Die Gemeinde Riegersdorf im Gerichtsbezirk Tetschen bestand aus den Ortschaften Riegersdorf und Steinsdorf. Die Gesamtfläche der Gemeinde betrug 443 ha. Das Gemeindegebiet hat seinen tiefsten Punkt am Eulaubach bei etwa 260 m und steigt im Süden an den Hängen des Hegeberges bis gegen 500 m und im Norden mit dem Gipfel des Kahlen Berges bis 528 m an. Vom gesamten Gemeindegebiet entfielen etwa 70 % auf landwirtschaftliche Flächen und 24 % auf Forsten. Der ursprüngliche landwirtschaftliche Charakter der Ortschaft Riegersdorf wurde ab der zweiten Hälfte des 19. Jahrhunderts durch die Ansiedlung von Industriebetrieben stark verändert. 1939 gehörten nur noch 6 % der Bevölkerung dem Bereich Land- und Forstwirtschaft an, dafür waren 61 % im Wirtschaftsbereich Industrie und Handwerk sowie 13 % in Handel und Verkehr beschäftigt.  

Kirchlich war Riegersdorf nach Eulau eingepfarrt und gehörte mit dieser Pfarrei von 1628 bis 1832 zur Pfarrei Königswald. Die Matriken für Riegersdorf sind wie alle Matriken von Eulau seit 1669 erhalten. Am sogenannten „Alten Weg” bestand eine uralte hölzerne Kapelle, die aber schon vor 1914 abgerissen wurde. In Steinsdorf gab es eine alte Ortsglocke, die an einer Holzgabel hing und früh, mittags und abends sowie bei Todesfällen geläutet wurde. Bereits 1481 soll Riegersdorf ein Grundbuch gehabt haben, was auf ein Erbgericht schließen lassen könnte, vermutlich handelt es sich dabei jedoch um Reste des ältesten Grundbuchs von Eulau, in welchem Riegersdorf in einem eigenen Abschnitt geführt wurde. Sicher hatte Riegersdorf viele Jahrhunderte zum Gericht in Eulau gehört und wurde auch bei Errichtung der politischen Gemeinden im Jahre 1849 der Gemeinde Eulau angegliedert. Schon 1850 wurde es eine eigene Katastralgemeinde (= eine in Österreich in einem Grundbuch zusammen gefasste Verwaltungseinheit bzw.

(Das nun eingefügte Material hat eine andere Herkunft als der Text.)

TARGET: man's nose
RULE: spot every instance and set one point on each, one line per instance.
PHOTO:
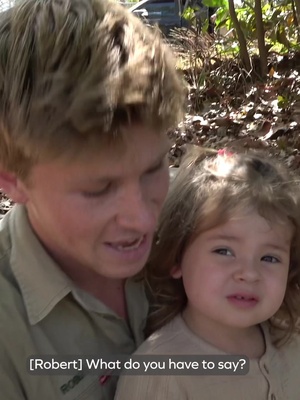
(137, 211)
(247, 270)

Steuergemeinde) und 1856 eine eigene politische Gemeinde.  

Riegersdorf
Riegersdorf ist eine deutsche Waldhufenrodung aus dem 13. oder beginnenden 14. Jahrhundert. Wahrscheinlich erfolgte die Gründung vom Gut Eulau aus, denn nur so ist die enge Bindung des Ortes an Eulau erklärbar. Der Ortsname geht zweifellos auf einen deutschen Personennamen zurück, jedoch ist nicht ganz klar, ob der Träger dieses Namens Richard, Rutger, Rüdiger oder ähnlich hieß. Zur Zeit seiner Gründung gehörte Riegersdorf wahrscheinlich zum Bereich des Johanniterordens. 1348 war es Bestandteil des Gutes Eulau. Die älteste bekannte urkundliche Nennung erfolgte 1422 sowie 1455 in der Hoflehentafel als „Rygersdorff”. Der älteste bekannte Familienname ist Blumentritt von 1530. In der Steuerrolle von 1654 und im Theresianischen Kataster von 1713 wurde Riegersdorf nicht eigens aufgeführt, sondern war in Eulau eingeschlossen. Im Zinsregister von etwa 1650/1660 lauteten die Namen der Bauern Vogel, Kargel, Klement, Blumentritt, Fritsche, Hamann, Heidenreich, Hieke, Jäger, Laube, Petzelt, Pfützner und Schmidt. 1787 hatte Riegersdorf 53 Häuser und 1833 schon 64 Wohngebäude und 417 Einwohner.  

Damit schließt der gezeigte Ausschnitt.